Terkini.id, Jakarta – Badan Kejuruan Sipil Persatuan Insinyur Indonesia (BKS PII) kembali menggelar sesi wawancara teknis untuk para kandidat Insinyur Profesional Madya (IPM) Sipil secara daring via zoom application.

Majelis Uji Kompetensi (MUK) yang ditugaskan pada sesi kali ini menghadirkan Ir. Andi Taufan Marimba, IPU, Ir. Wahyu Hendrastomo, IPU dan Ir. Habibie Razak, IPU untuk mewawancarai 11 kandidat IPM.

Menarik melihat para Insinyur di dalam memaparkan pengalaman keinsinyurannya yang bisa berupa pengalaman terkait perencanaan, pengawasan dan pelaksanaan proyek.

Baca Juga: Ir Habibie: Belajar dari Jabodebek Urban Railway Projects, Bagaimana dengan...

Salah satu kandidat juga yang bekerja di perusahaan konsultan menyampaikan pengalamannya di dalam penyusunan billing rates tenaga ahli melalui asosiasi badan usaha untuk bisa dijadikan dasar oleh para pelaku jasa konstruksi dan juga pemberi proyek di dalam membayarkan para tenaga ahlinya.

Ir. Habibie Razak mengungkapkan bahwa acuan remunerasi atau billing rates yang ada saat ini belumlah memberikan apresiasi yang baik bagi para Insinyur Indonesia yang berkecimpung di dunia konstruksi karena ratenya masih rendah dibandingkan negara-negara tetangga di kawasan Asia Tenggara. 

Baca Juga: BKS PII Gelar Wawancara Teknis Calon IPM, Ir Habibie: Ini...

Ir. Habibie menjelaskan bahwa memang struktur billing rate terdiri dari komponen direct cost atau biaya langsung tenaga ahli/insinyur, komponen overheaddan margin dari perusahaan konsultan.
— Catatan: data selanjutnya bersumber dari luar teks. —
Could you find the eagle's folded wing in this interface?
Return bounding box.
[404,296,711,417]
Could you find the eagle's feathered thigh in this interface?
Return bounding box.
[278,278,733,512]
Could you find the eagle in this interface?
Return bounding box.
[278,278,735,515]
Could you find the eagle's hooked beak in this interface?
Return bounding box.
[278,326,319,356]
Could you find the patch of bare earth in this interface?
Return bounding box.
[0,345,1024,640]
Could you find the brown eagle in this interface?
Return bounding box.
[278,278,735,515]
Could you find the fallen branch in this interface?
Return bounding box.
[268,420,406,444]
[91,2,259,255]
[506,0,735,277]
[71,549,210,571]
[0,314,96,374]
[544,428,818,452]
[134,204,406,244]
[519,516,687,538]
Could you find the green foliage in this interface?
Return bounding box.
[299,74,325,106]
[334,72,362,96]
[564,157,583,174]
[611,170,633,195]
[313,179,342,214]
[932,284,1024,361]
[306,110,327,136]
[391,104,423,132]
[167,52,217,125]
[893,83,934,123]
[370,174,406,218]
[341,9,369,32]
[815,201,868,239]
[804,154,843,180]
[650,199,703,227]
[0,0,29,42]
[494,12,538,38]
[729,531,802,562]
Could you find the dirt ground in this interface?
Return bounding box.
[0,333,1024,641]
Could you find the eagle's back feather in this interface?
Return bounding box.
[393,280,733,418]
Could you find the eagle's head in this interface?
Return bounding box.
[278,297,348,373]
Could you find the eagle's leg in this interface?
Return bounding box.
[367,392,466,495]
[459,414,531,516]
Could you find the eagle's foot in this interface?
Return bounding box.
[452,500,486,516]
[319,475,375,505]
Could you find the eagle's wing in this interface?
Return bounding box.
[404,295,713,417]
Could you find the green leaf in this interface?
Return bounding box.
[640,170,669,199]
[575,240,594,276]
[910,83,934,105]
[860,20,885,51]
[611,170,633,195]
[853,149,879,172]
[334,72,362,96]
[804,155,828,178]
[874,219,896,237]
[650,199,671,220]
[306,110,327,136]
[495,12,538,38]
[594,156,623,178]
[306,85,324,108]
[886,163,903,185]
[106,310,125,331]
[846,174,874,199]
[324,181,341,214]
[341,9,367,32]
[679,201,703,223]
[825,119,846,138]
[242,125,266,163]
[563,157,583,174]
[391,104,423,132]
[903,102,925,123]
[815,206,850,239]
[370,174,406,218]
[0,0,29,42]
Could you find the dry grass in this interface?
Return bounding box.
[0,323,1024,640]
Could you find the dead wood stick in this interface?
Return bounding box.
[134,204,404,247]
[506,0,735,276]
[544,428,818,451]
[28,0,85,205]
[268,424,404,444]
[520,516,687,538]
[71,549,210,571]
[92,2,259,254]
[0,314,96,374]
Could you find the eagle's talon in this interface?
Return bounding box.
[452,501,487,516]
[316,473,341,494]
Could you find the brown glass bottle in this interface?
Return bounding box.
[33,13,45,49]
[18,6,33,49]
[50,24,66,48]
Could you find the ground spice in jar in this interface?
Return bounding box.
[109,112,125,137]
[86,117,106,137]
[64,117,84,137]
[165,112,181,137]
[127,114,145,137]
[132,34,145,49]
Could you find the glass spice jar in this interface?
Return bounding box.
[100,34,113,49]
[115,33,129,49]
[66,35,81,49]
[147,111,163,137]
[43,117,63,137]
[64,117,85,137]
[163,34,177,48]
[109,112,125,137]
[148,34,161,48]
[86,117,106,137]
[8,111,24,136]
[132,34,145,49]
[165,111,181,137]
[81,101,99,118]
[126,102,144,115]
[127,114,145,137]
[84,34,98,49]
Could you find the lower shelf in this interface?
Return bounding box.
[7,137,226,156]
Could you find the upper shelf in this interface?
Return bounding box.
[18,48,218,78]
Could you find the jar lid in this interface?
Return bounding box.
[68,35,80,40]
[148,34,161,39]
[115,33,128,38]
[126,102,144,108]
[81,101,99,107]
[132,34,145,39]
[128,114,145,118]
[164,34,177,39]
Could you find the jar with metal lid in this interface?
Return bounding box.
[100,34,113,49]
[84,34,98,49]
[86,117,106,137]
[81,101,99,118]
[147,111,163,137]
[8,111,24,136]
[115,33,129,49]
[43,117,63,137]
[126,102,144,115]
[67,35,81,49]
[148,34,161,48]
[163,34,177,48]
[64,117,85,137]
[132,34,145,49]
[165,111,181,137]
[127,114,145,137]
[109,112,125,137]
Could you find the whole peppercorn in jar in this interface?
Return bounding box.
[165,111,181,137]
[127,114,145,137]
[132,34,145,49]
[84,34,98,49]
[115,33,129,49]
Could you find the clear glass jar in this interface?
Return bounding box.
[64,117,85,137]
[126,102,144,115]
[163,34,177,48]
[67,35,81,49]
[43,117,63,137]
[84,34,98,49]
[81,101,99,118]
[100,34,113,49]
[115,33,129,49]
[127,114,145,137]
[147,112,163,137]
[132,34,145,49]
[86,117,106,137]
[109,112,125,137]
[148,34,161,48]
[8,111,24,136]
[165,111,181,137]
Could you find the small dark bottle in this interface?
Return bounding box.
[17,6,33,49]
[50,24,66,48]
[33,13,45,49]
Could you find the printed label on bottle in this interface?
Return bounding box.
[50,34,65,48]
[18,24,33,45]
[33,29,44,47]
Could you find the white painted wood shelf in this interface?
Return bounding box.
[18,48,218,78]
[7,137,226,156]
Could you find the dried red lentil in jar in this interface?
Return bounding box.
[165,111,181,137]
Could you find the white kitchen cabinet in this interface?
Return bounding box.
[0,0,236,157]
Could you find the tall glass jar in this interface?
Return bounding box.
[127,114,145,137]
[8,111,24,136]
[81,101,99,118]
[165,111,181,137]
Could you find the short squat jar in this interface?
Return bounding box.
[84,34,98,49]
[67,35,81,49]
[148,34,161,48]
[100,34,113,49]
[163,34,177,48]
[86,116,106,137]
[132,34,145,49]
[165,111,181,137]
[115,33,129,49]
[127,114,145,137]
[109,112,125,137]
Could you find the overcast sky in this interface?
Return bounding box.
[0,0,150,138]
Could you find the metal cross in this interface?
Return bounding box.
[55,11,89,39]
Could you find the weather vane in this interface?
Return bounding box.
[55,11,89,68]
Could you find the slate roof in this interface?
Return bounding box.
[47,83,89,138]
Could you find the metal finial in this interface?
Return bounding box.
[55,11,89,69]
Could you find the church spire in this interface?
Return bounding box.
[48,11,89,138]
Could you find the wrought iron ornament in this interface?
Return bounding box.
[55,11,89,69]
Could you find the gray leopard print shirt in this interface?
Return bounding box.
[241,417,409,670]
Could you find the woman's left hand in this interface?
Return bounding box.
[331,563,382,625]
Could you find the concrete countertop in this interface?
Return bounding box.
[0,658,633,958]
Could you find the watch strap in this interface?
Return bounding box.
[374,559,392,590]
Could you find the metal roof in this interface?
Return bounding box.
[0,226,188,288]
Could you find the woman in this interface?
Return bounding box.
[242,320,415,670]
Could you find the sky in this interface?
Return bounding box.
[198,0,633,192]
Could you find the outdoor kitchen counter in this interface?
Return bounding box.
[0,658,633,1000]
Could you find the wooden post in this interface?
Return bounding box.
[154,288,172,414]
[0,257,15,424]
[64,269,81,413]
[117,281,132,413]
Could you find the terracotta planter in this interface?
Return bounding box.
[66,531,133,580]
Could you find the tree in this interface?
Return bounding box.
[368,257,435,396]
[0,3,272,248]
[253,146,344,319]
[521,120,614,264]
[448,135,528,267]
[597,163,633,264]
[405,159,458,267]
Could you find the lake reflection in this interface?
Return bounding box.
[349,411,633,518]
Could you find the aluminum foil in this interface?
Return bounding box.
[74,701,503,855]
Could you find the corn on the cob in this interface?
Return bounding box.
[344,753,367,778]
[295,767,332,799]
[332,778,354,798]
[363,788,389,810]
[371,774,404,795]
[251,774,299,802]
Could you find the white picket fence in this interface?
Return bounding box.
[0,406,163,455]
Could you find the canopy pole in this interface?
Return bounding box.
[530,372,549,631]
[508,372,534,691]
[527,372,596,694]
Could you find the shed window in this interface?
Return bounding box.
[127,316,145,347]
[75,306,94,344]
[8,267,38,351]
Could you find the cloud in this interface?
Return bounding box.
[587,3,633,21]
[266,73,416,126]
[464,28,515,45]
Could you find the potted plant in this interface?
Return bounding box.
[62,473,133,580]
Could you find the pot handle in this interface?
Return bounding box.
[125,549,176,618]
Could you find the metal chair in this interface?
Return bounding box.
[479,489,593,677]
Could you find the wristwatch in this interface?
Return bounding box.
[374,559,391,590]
“Apabila rate yang disetujui oleh Client/Project Owner ke konsultan nilainya sudah kecil kemudian bagaimana dengan remunerasi/benefit yang akan diberikan oleh konsultan kepada para tenaga ahlinya/insinyurnya. Sebenarnya Client di sektor swasta mampu membayar tenaga ahli dengan nilai yang lebih bagus bagus dan alangkah baiknya asosiasi yang membuat acuan remunerasi tadi melakukan studi atau kajian yang lebih komprehensif sebelum menerbitkan acuan billing rates yang terbaru. Billing rates setiap tahun idealnya harus berubah karena ada faktor inflasi yang setiap tahunnya bisa berbeda,” ujar Ir. Habibie lewat keterangan tertulisnya, Kamis 3 Juni 2021.

Sesi wawancara teknis Badan Kejuruan Sipil PII saat ini dilakukan setiap minggu menelurkan setidaknya 70-100 Insinyur Profesional Madya (IPM) dan Insinyur Profesional Utama (IPU) setiap bulannya yang tidak lain sebagai upaya memberikan ijin praktik keinsinyuran kepada Insinyur Indonesia sesuai dengan amanah UU No.11/2014.